Researchers from the National Drug and Alcohol Research Centre of the University of New South Wales, Australia, analyzed a historical range of 68 studies, from 1891 to 2014, related to the drinking habits of men and women, and published their findings in the journal BMJ Open. Three categories of alcohol use were calculated, including any alcohol use, problematic alcohol use and alcohol-related harm.
Historically, men have been more likely to demonstrate alcohol abuse and related harm. "There was a linear decrease over time in the sex ratio for all 3 categories of alcohol use and related harms. Among those born in the early 1900s, males were 2.2 (95 percent CI 1.9 to 2.5) times more likely than females to consume alcohol, 3.0 (95 percent CI 1.5 to 6.0) times more likely to drink alcohol in ways suggestive of problematic use and 3.6 (95 percent CI 0.4 to 30.3) times more likely to experience alcohol-related harms.
"Among cohorts born in the late 1900s, males were 1.1 (95 percent CI 1.1 to 1.2) times more likely than females to consume alcohol, 1.2 (95 percent CI 1.1 to 1.4) times more likely to drink alcohol in ways suggestive of problematic use and 1.3 (95 percent CI 1.2 to 1.3) times more likely to experience alcohol-related harms," the study found.
"Findings confirm the closing male-female gap in indicators of alcohol use and related harms."

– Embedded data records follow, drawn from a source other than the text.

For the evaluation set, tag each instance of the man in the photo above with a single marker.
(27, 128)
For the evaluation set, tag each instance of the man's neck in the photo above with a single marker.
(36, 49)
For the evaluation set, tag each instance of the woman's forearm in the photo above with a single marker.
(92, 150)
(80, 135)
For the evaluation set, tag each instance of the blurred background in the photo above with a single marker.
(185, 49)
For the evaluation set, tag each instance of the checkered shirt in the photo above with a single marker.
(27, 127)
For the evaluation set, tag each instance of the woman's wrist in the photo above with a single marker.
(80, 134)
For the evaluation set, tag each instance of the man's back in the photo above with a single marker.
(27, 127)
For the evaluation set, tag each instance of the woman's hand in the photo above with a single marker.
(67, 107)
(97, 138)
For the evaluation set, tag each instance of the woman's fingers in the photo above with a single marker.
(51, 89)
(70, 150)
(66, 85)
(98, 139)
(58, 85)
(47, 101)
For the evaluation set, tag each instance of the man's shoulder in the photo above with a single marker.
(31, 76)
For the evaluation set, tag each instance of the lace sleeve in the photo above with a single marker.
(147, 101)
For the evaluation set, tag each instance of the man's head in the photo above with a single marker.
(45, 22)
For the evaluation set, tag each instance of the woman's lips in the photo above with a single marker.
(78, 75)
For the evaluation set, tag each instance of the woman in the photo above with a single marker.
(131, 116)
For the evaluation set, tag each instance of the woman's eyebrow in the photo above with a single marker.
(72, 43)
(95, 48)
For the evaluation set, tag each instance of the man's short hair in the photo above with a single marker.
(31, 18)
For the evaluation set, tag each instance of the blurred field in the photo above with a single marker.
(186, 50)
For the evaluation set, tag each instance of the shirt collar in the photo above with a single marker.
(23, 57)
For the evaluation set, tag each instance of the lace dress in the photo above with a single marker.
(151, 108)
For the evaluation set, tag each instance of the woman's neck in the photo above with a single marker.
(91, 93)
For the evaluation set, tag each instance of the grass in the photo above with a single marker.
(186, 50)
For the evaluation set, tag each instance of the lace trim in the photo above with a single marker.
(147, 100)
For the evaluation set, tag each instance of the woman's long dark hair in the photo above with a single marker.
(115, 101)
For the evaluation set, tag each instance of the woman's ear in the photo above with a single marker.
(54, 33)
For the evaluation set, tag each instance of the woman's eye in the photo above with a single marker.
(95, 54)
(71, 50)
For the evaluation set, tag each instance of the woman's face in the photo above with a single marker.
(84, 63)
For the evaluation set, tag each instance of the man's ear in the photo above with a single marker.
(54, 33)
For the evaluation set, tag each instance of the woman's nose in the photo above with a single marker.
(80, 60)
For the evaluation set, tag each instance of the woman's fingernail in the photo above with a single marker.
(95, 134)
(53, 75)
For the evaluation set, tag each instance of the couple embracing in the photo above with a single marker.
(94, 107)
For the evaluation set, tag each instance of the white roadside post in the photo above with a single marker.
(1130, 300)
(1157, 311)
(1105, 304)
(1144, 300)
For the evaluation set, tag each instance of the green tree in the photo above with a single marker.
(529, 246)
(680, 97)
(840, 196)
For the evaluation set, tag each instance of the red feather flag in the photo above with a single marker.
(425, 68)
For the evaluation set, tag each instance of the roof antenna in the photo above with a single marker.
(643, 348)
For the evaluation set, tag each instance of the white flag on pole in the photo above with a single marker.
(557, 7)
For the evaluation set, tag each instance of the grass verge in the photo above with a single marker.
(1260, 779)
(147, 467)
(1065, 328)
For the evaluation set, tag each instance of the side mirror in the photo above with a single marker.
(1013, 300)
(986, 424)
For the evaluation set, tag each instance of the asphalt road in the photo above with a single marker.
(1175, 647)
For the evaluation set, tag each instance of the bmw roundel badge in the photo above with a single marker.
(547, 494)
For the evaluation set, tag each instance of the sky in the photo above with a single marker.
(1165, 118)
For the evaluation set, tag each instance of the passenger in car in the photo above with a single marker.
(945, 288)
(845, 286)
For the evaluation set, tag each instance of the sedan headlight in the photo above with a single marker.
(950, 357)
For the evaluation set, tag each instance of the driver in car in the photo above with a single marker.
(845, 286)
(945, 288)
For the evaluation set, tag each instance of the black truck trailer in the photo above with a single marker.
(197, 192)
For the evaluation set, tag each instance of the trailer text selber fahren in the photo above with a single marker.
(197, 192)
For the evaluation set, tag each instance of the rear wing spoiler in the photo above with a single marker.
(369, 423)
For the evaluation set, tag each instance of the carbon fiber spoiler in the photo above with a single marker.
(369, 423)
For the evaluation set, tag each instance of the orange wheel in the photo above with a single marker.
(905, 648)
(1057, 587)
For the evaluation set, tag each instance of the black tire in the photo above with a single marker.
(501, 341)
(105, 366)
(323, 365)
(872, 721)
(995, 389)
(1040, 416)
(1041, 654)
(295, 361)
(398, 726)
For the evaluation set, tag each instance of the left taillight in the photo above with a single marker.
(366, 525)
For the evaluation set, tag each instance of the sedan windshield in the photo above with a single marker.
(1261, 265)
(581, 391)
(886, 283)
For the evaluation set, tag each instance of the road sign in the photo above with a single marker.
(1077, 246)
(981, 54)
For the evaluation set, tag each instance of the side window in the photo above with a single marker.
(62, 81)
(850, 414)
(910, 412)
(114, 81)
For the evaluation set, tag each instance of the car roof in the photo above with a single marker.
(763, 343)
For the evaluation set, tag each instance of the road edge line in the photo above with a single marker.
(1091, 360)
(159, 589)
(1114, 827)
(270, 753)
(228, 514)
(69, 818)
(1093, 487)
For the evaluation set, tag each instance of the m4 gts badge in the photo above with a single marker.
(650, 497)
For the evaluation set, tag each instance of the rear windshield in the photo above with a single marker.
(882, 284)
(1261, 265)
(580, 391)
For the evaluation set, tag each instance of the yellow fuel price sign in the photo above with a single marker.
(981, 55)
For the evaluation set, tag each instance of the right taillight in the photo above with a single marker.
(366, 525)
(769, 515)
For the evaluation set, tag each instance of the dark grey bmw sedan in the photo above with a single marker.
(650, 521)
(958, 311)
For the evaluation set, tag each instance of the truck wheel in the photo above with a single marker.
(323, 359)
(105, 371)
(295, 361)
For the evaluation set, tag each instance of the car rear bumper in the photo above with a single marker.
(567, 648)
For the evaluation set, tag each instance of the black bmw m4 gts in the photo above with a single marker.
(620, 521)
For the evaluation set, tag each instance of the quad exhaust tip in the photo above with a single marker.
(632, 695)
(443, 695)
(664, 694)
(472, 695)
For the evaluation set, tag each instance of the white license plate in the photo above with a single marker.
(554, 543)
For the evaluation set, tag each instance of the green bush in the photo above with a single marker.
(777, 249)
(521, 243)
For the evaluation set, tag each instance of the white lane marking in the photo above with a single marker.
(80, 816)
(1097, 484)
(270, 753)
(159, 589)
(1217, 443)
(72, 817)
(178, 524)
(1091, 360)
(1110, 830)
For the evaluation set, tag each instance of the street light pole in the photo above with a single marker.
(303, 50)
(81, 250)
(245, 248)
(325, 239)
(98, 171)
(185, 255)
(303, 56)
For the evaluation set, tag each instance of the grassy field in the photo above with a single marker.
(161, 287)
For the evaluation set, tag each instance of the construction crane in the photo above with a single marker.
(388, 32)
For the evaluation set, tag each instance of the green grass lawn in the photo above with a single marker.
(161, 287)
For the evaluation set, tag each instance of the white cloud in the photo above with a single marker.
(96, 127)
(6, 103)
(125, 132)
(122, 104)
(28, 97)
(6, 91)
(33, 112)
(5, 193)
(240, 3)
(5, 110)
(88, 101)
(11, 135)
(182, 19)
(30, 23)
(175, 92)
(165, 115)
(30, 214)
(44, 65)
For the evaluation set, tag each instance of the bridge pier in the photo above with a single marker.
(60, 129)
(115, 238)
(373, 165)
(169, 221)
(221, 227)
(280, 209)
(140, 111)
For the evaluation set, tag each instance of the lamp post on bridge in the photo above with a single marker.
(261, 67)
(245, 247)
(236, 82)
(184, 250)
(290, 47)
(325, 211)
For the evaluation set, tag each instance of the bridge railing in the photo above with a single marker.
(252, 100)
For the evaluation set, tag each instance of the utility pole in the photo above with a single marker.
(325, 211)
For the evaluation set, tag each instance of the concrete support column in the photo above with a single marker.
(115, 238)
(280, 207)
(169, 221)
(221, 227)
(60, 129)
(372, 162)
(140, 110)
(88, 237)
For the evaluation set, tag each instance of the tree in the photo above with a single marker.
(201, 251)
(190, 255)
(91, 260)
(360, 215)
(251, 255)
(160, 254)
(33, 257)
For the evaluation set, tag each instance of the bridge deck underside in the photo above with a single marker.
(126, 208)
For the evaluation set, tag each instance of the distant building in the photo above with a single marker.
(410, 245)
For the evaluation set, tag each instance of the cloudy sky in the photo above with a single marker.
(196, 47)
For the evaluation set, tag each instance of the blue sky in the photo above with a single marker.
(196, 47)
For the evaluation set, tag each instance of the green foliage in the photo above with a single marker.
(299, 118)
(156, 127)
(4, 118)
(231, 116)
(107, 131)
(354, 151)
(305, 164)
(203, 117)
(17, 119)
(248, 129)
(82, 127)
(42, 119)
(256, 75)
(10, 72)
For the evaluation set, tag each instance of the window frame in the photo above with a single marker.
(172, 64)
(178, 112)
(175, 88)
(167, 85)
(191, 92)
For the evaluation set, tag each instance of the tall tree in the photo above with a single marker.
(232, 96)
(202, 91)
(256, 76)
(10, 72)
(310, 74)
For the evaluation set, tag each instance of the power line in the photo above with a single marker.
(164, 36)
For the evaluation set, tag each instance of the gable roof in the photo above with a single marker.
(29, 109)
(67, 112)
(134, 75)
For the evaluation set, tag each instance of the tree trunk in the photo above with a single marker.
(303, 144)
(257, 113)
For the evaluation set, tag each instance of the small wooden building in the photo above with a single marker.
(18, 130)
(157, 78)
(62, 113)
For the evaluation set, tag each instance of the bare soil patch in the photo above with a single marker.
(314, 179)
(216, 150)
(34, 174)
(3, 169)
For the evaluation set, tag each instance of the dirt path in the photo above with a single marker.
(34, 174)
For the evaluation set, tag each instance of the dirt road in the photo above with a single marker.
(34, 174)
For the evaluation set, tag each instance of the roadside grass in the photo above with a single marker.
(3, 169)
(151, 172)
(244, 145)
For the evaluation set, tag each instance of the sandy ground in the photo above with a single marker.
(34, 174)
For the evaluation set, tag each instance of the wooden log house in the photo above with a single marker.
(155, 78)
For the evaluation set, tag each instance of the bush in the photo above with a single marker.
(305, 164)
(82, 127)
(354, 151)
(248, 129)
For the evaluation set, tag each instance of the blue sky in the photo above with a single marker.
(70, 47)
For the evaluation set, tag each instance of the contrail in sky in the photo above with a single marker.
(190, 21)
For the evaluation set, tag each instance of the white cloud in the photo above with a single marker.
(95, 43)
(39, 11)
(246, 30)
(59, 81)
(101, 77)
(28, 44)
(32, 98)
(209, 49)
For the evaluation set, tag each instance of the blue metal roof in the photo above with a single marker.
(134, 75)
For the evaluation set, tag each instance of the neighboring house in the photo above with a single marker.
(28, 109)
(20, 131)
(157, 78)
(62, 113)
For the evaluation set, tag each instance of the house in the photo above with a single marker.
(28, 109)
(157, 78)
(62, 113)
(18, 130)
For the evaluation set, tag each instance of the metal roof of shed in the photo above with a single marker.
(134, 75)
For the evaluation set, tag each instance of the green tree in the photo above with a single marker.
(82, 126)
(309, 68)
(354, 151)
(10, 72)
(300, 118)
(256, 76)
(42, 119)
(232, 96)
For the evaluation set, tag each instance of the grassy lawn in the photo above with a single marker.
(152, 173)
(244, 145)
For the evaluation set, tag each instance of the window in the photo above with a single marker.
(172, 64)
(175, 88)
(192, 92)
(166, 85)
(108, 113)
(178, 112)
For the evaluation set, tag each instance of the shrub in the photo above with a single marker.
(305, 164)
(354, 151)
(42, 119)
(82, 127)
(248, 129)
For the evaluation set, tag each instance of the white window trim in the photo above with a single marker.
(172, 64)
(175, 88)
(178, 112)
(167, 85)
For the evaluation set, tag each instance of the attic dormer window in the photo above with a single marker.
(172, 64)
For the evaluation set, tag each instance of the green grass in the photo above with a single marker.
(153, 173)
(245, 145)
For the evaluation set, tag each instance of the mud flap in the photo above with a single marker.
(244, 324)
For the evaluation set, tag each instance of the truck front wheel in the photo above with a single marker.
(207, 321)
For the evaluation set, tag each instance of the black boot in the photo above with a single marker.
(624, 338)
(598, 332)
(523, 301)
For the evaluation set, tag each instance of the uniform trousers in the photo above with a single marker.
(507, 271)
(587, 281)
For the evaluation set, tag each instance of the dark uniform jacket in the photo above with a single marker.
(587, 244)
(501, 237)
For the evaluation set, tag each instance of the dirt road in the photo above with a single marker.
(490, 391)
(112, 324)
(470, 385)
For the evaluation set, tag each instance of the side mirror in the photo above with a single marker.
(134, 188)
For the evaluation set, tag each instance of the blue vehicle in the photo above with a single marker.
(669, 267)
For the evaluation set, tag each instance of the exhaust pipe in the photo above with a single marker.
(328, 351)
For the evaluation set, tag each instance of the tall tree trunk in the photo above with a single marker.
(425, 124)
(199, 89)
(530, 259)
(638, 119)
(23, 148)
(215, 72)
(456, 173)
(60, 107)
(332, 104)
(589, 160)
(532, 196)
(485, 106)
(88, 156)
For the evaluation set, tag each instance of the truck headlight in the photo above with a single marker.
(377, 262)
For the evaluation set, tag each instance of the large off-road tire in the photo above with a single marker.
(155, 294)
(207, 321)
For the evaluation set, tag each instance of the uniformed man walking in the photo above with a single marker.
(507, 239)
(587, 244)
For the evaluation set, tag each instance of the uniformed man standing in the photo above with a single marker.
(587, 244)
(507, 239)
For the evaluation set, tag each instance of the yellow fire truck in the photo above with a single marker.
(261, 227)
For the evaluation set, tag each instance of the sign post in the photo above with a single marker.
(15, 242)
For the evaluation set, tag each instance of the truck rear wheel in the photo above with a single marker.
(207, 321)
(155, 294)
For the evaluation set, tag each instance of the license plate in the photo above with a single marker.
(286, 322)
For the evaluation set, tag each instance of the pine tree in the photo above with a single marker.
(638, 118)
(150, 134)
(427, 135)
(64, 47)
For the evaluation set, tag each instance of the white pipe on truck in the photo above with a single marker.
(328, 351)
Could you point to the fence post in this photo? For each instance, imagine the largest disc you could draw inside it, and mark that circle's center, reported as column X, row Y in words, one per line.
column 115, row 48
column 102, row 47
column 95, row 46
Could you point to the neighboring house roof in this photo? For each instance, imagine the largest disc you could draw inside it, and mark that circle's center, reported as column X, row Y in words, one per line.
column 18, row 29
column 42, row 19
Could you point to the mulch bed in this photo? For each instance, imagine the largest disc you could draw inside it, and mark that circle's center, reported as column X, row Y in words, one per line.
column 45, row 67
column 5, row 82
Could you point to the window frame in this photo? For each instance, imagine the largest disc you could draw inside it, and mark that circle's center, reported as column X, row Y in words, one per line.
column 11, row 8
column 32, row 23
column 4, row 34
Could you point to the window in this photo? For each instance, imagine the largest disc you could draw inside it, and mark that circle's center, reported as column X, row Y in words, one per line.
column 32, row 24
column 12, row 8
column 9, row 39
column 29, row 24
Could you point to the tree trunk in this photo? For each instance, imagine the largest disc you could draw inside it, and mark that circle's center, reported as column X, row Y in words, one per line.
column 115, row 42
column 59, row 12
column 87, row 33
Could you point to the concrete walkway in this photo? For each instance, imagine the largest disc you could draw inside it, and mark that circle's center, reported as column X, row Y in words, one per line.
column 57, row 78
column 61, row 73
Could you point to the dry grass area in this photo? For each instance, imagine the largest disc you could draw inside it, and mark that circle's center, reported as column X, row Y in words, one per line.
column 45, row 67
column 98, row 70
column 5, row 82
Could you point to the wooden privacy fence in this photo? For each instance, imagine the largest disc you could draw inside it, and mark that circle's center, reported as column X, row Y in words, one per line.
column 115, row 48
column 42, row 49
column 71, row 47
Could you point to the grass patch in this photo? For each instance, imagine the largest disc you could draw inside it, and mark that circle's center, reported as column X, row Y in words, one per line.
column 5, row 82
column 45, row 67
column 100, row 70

"The sex ratio decreased linearly by 3.2 percent (95 percent CI 2.4 percent to 4.0 percent, t=-7.85, p<0.001) with each successive 5-year birth cohort," it said.
"Alcohol use and alcohol use disorders have historically been viewed as a male phenomenon. The present study calls this assumption into question and suggests that young women in particular should be the target of concerted efforts to reduce the impact of substance use and related harms," according to the study.